First, let me deal with our Crown dependencies and overseas territories that function as financial centres. They have already agreed to exchange taxpayer financial account information automatically, and will begin doing so from this September. That never happened before I became Prime Minister and got them round the Cabinet table and said, “This must happen.” We need to go further, however, and today I can tell the House that we have now agreed that they will provide UK law enforcement and tax agencies with full access to information on the beneficial ownership of companies. We have finalised arrangements with all of them except for Anguilla and Guernsey, both of which we believe will follow in the coming days and months. For the first time, UK police and law enforcement agencies will be able to see exactly who really owns and controls every company incorporated in those territories: the Cayman Islands, British Virgin Islands, Bermuda, the Isle of Man, Jersey—the lot. That is the result of a sustained campaign, building on the progress that we made at the G8, and I welcome the commitment of the Governments of those territories to work with us and implement those arrangements.

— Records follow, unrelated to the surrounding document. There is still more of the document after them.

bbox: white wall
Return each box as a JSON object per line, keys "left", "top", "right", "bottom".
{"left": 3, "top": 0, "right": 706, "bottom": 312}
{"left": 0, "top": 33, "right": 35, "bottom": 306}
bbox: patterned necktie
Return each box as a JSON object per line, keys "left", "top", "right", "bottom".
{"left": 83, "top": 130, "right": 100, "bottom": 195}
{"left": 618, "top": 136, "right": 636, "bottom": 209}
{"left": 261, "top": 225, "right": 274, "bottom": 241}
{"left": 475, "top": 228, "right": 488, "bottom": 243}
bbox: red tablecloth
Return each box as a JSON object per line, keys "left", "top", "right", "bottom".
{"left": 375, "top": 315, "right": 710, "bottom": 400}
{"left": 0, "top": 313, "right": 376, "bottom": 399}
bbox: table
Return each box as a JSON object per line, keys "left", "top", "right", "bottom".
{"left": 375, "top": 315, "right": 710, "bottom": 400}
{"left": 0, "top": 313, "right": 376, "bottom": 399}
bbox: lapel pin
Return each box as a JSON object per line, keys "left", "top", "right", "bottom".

The House should note that that will place our overseas territories and Crown dependencies well ahead of many other similar jurisdictions, and also—crucially—ahead of many of our major international partners, including some states in the United States of America. Next month we will seek to go further still, using our anti-corruption summit to encourage consensus not just on exchanging information, but on publishing such information and putting it into the public domain, as we are doing in the UK. We want everyone with a stake in fighting corruption—from law enforcement, to civil society and the media—to be able to use those data and help us to root out and deter wrongdoing.
Next, we will take another major step forward in dealing with those who facilitate corruption. Under current legislation it is difficult to prosecute a company that assists with tax evasion, but we are going to change that. We will legislate this year for a new criminal offence to apply to corporations that fail to prevent their representatives from criminally facilitating tax evasion. Finally, we are providing initial new funding of up to £10 million for a new cross-agency taskforce to swiftly analyse all the information that has been made available from Panama, and to take rapid action. That taskforce will include analysts, compliance specialists, and investigators from across HMRC, the National Crime Agency, the Serious Fraud Office, and the Financial Conduct Authority.
This Government will continue to lead the international agenda to crack down on tax evasion and aggressive tax avoidance. That battle is important and must be combined with the approach that we take in this country—low tax rates, but taxes that people and businesses pay. That is how we will tackle these issues and build a strong economy that can fund the public services we need. That strong economy, creating jobs and rewarding aspiration is the true focus of this Government—something that would never be safe under the Labour party—and I commend this statement to the House.